Minimum detectable effect size for main outcomes (accounting for sample
design and clustering)
We surveyed the literature on cash transfers to gauge the range of plausible effect sizes that we want to be powered to detect. Transfers are around 15% of household income, similar in magnitude to those studied in Schady and Rosero (2008) and Paxson and Schady (2010) in Ecuador, Amarante et al (2011) in Uruguay, and Macours et al (2012) in Nicaragua. The most comparable is the Ecuadorian program, in which there was an improvement in development of 0.18 standard deviations among the poorest quartile of children in their sample; given the higher income levels in Ecuador, that group should be roughly comparable to our sample in Jharkhand. We wish to detect effects of that size for each of the questions of interest. To be slightly conservative, our calculations focus on minimum detectable effect sizes of 0.15 standard deviations.

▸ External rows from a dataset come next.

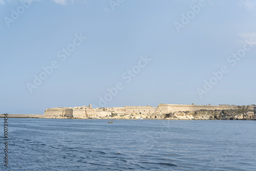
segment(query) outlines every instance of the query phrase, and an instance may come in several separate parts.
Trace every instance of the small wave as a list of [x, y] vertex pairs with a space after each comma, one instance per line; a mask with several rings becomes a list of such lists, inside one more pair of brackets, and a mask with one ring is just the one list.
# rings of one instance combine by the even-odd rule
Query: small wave
[[159, 164], [159, 165], [163, 165], [168, 166], [177, 166], [177, 165], [175, 164], [170, 163], [153, 163], [153, 162], [142, 162], [143, 163], [147, 163], [147, 164]]

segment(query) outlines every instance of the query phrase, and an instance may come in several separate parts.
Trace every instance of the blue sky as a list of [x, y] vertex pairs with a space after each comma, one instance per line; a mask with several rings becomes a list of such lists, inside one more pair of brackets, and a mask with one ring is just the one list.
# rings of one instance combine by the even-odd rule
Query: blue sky
[[[256, 103], [254, 1], [26, 2], [0, 0], [1, 113], [89, 104]], [[229, 58], [237, 53], [239, 59]], [[36, 86], [34, 75], [53, 61], [58, 67]], [[223, 66], [228, 72], [218, 78], [213, 72]], [[111, 94], [108, 89], [118, 83], [122, 89]]]

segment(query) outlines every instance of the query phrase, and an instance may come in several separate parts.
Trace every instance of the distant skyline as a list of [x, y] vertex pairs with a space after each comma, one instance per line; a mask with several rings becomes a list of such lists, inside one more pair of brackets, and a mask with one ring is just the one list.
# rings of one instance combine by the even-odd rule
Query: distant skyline
[[256, 2], [0, 0], [0, 113], [256, 104]]

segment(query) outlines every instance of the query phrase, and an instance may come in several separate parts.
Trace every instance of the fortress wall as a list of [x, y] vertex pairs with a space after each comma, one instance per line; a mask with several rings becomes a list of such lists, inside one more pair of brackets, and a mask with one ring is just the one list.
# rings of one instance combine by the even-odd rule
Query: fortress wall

Intracluster Correlation Calculations
Since our randomization is clustered at the AWC level, we must account for intracluster correlation in our power calculations. We use the 2006 wave of the Indian National Family Health Survey and calculate the intra-village correlation in child height and weight for age within villages in Jharkhand and neighboring states (Bihar, Madhya Pradesh, Orissa). For these variables, the intracluster correlation is relatively high, at 0.06 and 0.09. To be conservative, we use 0.09 in our calculations.

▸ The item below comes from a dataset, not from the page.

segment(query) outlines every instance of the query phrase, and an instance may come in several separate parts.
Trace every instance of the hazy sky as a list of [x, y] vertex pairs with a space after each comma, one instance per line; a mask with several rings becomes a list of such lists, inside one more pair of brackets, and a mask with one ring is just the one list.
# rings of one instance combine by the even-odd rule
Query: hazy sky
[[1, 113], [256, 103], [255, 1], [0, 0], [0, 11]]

Number of Participants Per Cluster
The average number of women per AWC is estimated to be 5, but in the first round of registrations, we observed substantial heterogeneity across AWCs. In some clusters, there were as many as 17 women registered, while in others, none registered. We calculate the coefficient of variation in number of registrations across AWCs (0.665), and take this into account in the power calculations. When we randomize, we will also stratify by number of registrations in an AWC to maximize power.

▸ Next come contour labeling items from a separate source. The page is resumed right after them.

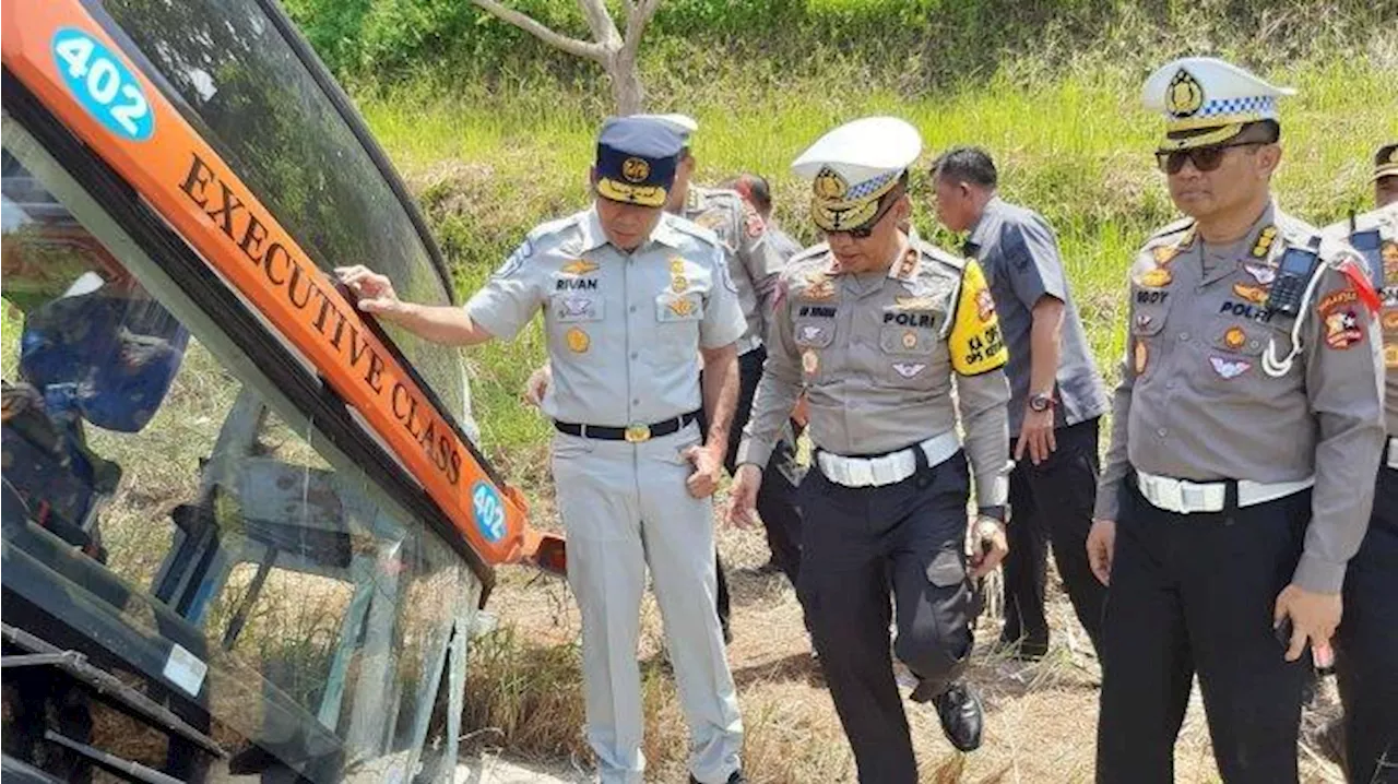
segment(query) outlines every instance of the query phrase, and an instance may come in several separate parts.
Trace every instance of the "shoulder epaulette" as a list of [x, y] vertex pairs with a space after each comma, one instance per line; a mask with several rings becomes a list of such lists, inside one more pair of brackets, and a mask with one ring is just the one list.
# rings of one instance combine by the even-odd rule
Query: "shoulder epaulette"
[[935, 261], [941, 261], [942, 264], [951, 267], [952, 270], [956, 270], [958, 273], [966, 268], [965, 257], [942, 250], [941, 247], [937, 247], [930, 242], [918, 240], [917, 250], [918, 253], [923, 254], [924, 259], [932, 259]]
[[812, 259], [818, 259], [821, 256], [825, 256], [829, 252], [830, 252], [829, 243], [821, 242], [821, 243], [812, 245], [811, 247], [807, 247], [805, 250], [801, 250], [800, 253], [797, 253], [795, 256], [793, 256], [787, 261], [787, 268], [791, 268], [791, 267], [794, 267], [794, 266], [797, 266], [797, 264], [800, 264], [802, 261], [811, 261]]
[[706, 229], [688, 218], [681, 218], [679, 215], [671, 215], [668, 212], [665, 214], [664, 219], [670, 221], [670, 226], [674, 228], [677, 232], [682, 232], [695, 239], [700, 239], [714, 247], [721, 246], [721, 243], [719, 242], [719, 235], [713, 233], [713, 229]]
[[1151, 239], [1156, 240], [1156, 239], [1172, 238], [1176, 235], [1181, 235], [1192, 228], [1194, 228], [1194, 218], [1180, 218], [1173, 224], [1166, 224], [1165, 226], [1162, 226], [1159, 231], [1151, 235]]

One way of increasing power is to collect baseline data on variables that will be correlated with the outcome at endline (such as the outcome at baseline). We have elected not to do a baseline survey. There are two reasons that we will not be able to do this. First, it is not possible to identify beneficiaries until after they have registered, and the transfers must go out as soon as possible after registration. This does not afford time for a baseline survey. Second, the primary outcomes of interest, such as child weight and height are not possible to measure at baseline, since the child is still in utero. In the power calculations, we thus do not assume any power boost from a baseline survey.
The power calculations are different for each of the questions of interest. For example, to calculate the effect of a single year of cash transfers, we can combine the two treatment groups that receive a year of transfers and compare them to the control group. However, to determine the effect of receiving two years of transfers, we can only compare that single treatment group to the control group. For all of the questions of interest, we seek to detect an effect of 0.15 standard deviations with 80% power. We thus determine our sample size for the questions on which the sample sizes will be smallest, and then calculate our power for the other questions of interest under this sample size.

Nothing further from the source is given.